All user are login with manager Apple ID but some haver manage to log out and download there own apps, I have added a restriction policy which stops this happening.
But I would like to find out who is currently logged in with their own Apple IDs.
Is there any way of doing this on jamfcloud?
An MDM Server like Jamf can not see the Name of the logged in Apple ID. This is a decision from Apple in their great wisdom. We can like it or not, but it is what it is. You might want to file Feedback with Apple, to grant MDM Servers the capability to do so. (Probably not likely to be changed, as Apple considers the Name of the Apple ID to be private).
MDM Servers can only query a hash of the logged in Apple ID. But not the clear text Name.
@Gotti I have been looking for something like this for a long-time myself. But @Andreas_Schenk is right; there is no way, right now, of getting this information. However, if you are interested in doing it on a Mac, there is a solution. I have been using this extension attribute for over a year in our environment.
Maybe someday we will be able to get that info.
@Gotti We have an EA that does this for us:
#!/bin/sh ## Get logged in user loggedInUser=$(stat -f%Su /dev/console) icloudaccount=$( defaults read /Users/$loggedInUser/Library/Preferences/MobileMeAccounts.plist Accounts | grep AccountID | cut -d '"' -f 2) if [ -z "$icloudaccount" ] then echo "<result>No Accounts Signed In</result>" else echo "<result>$icloudaccount</result>" fi
Off topic, why is bash/shell not a code option in JN?!
The EA script that @jmahlman posted, does work in my setting (for macOS; original post asked for iOS).
You might want to look at the parts of that script and its results. What is the result if you run it on those computers as an Extension Attribute and what is the result if you run it on your admin computer?
Personally I added the script as an extension attribute and then it populates in the inventory section of the computer in the section I wanted. This will run on its own during an inventory check-in. If anyone finds a mobile device (iPad) solution please update this thread. Since everyone is posting about Desktop instead of iPad. :D
The script in this Jamf Nation thread has worked for us. This will show if someone is signed into their Apple ID in System Settings/Preferences, which works perfectly for my environment. However, if you are trying to see if someone is signed in with their Apple ID to a single service (for example Apple Music), this won't work.
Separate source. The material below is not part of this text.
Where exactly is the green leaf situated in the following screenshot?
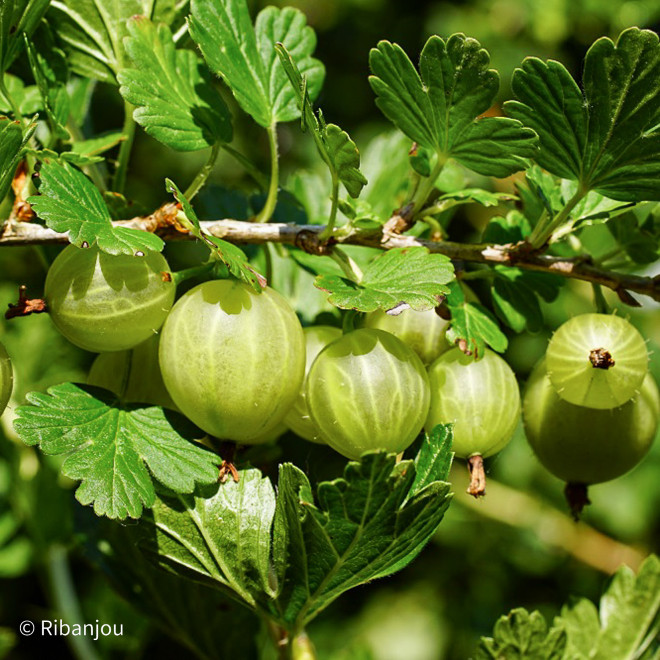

The OP asked about doing this on the iPad. On the User side, Jamf can tell you if the devices are logged in with the same Apple ID that content was assigned to.
For example, I assign a free children's book to every user, and I have the setting "Automatically register only users with Managed Apple IDs and skip invitation" configured for every user. When I look up my username, then click on the VPP account on the left sidebar, it'll list which devices are signed in with the MAID.
Technically, Jamf is using that hash value, so it is a true/false of whether they are using the Apple ID that agreed to VPP.